Em muitos casos, a conta só fecha quando o psicólogo se rende ao modelo e precisa atender um volume muito maior de pacientes para conseguir viver da sua profissão. E isso tem consequências que quase nunca aparecem na propaganda das tais “plataformas de saúde”. Vamos discorrer sobre algumas delas:
Sobrecarga cognitiva do terapeuta: Quando um profissional precisa fazer muitas sessões seguidas para ganhar razoavelmente bem, a qualidade das decisões clínicas tende a decair.
Menos tempo para estudar cada caso: Pouca gente imagina que um psicólogo estuda e se aprofunda nos temas de cada paciente. Tudo isso é trabalho e consome tempo. Se a sessão rende R$30, não existe espaço financeiro nem de tempo para isso.
Supervisão deixa de acontecer: Muitos casos precisam de “supervisão” para a correta tomada de decisão e para que as questões pessoais do profissional não se “enrosquem” aos casos. Uma boa supervisão custa facilmente:R$ 200 ou até R$ 400 por encontro. Pular essa etapa por conta da falta de verba diminui uma importante camada de segurança clínica.
Educação (des) continuada: Psicólogos e outros profissionais da saúde reinvestem muito de seus ganhos em conhecimento e atualização. Cursos, Congressos, Especializações, Livros, Testes psicológicos. Tudo custa. A dificuldade de reinvestir na própria formação também é uma perda para o paciente.
Fadiga emocional: Depois de interagir com muitas pessoas seguidamente durante o dia, como está sua bateria social? E a disponibilidade emocional? O sorrisão no rosto continua lá? O profissional continua presente. Mas...não inteiro. A empatia exige energia; criatividade terapêutica exige energia. Quando essa energia acaba, a sessão pode se tornar apenas uma conversa sem objetivos e profundidade.
Discussões em fóruns profissionais e seminários da prática clínica têm acompanhado diversos relatos de psicólogos que descrevem que, para tornar o modelo minimamente sustentável, acabam reduzindo o tempo das sessões pra fazer o modelo de alto volume ser sustentável. Reportagens e relatos de comunidades também registraram profissionais admitindo encurtar sessões para comportar uma agenda excessivamente cheia a fim de compensar a baixa remuneração.
É claro que existem excelentes profissionais trabalhando em plataformas, assim como existem profissionais ruins cobrando caro por sessão. O preço, sozinho, não determina qualidade.
O problema é quando o modelo de remuneração praticamente obriga o profissional a trabalhar além do limite para conseguir viver.
Perdemos todos com a uberização da saúde mental
Quando o trabalho do psicólogo é sistematicamente desvalorizado, diminuem os recursos (tempo, energia, dinheiro e motivação) que podem ser reinvestidos no cuidado.

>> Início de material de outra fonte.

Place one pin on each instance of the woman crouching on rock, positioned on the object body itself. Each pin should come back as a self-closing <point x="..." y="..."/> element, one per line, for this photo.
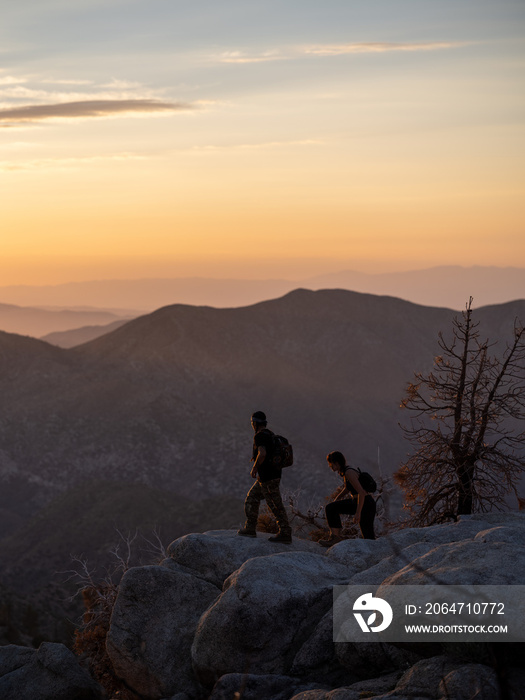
<point x="360" y="504"/>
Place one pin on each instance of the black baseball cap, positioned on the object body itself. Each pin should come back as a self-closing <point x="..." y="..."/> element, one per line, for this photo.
<point x="258" y="417"/>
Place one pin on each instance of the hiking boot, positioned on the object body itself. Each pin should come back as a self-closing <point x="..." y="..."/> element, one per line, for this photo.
<point x="246" y="532"/>
<point x="333" y="539"/>
<point x="282" y="538"/>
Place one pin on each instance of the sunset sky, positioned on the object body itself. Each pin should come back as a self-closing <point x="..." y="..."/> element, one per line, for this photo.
<point x="251" y="138"/>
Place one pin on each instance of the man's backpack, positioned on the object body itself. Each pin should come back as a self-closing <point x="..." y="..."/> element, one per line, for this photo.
<point x="282" y="452"/>
<point x="366" y="480"/>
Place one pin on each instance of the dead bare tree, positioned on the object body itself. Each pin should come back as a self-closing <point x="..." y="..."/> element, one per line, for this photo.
<point x="466" y="428"/>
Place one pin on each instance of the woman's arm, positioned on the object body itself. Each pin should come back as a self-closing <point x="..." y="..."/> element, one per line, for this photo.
<point x="352" y="477"/>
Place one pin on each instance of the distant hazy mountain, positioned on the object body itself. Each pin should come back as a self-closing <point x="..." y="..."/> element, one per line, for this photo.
<point x="78" y="336"/>
<point x="439" y="286"/>
<point x="165" y="400"/>
<point x="38" y="322"/>
<point x="85" y="522"/>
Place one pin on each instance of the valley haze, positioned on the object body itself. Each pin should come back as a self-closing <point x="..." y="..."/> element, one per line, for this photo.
<point x="445" y="286"/>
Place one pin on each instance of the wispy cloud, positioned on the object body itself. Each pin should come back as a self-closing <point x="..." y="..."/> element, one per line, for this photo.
<point x="254" y="146"/>
<point x="242" y="57"/>
<point x="66" y="163"/>
<point x="87" y="109"/>
<point x="378" y="47"/>
<point x="11" y="80"/>
<point x="324" y="50"/>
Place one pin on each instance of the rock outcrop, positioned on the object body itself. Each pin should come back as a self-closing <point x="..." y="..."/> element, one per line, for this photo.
<point x="225" y="614"/>
<point x="50" y="672"/>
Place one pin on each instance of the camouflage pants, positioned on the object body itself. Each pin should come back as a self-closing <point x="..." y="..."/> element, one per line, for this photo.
<point x="269" y="492"/>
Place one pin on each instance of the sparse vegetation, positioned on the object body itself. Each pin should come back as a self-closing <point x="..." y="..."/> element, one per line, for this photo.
<point x="466" y="429"/>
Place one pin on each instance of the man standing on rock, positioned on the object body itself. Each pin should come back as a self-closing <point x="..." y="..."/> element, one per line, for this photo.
<point x="266" y="487"/>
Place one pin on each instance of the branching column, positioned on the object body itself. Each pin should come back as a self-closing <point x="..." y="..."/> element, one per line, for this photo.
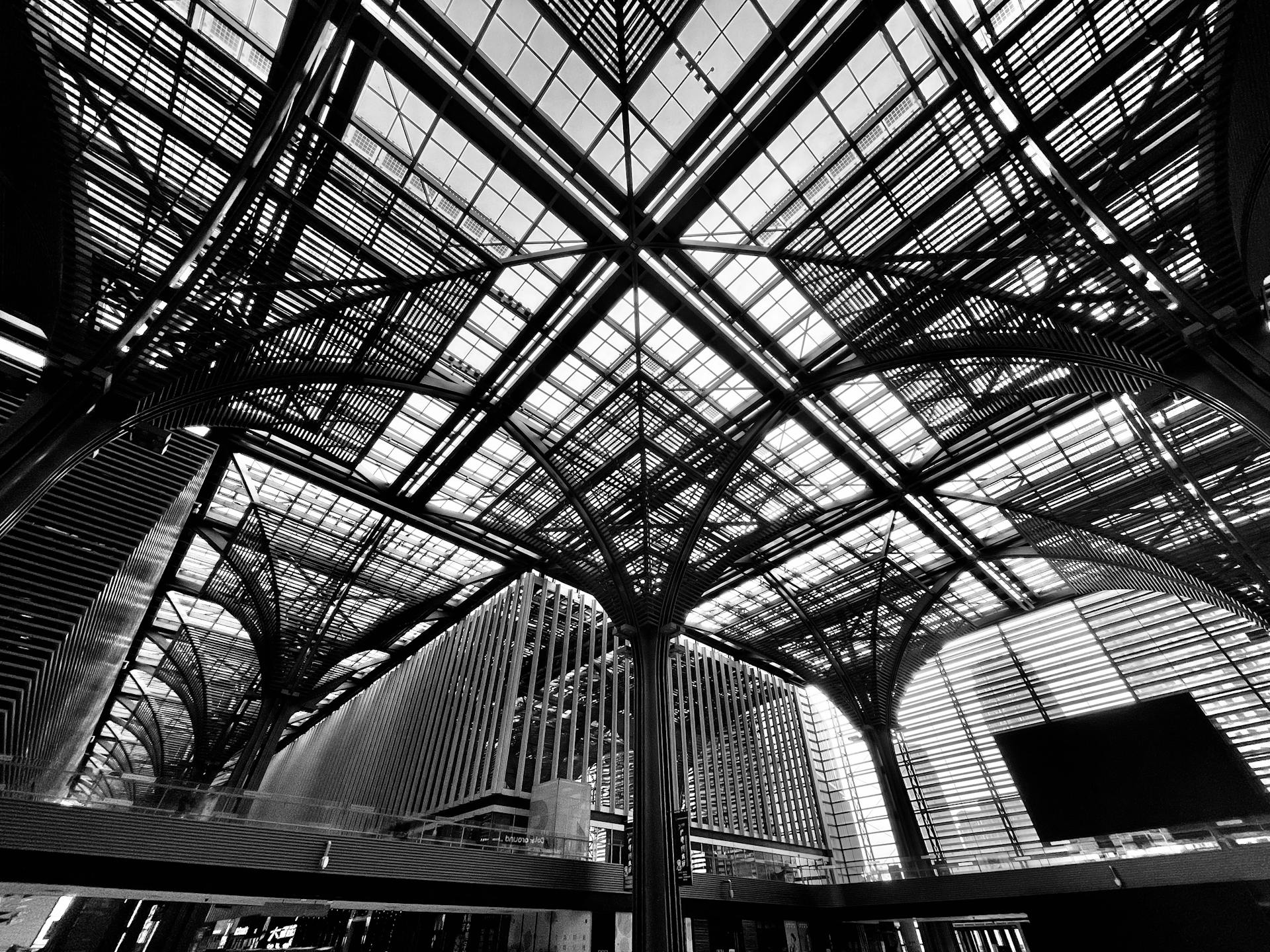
<point x="658" y="920"/>
<point x="262" y="744"/>
<point x="900" y="808"/>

Mas quem está do outro lado também paga essa conta. Uma pessoa em sofrimento precisa de um profissional que tenha condições de escutá-la com profundidade, formular hipóteses clínicas, identificar riscos, construir um plano terapêutico consistente e acompanhar sua evolução. Quando as condições de trabalho impedem esse cuidado, não é apenas o psicólogo que perde qualidade de vida. O paciente também corre o risco de receber uma intervenção menos qualificada, menos individualizada e, muitas vezes, menos eficaz.
Democratizar o acesso à saúde mental é primordial. Mas acesso sem qualidade não é cuidado.
O desafio é tornar a terapia acessível sem transformar o cuidado em uma linha de produção precária.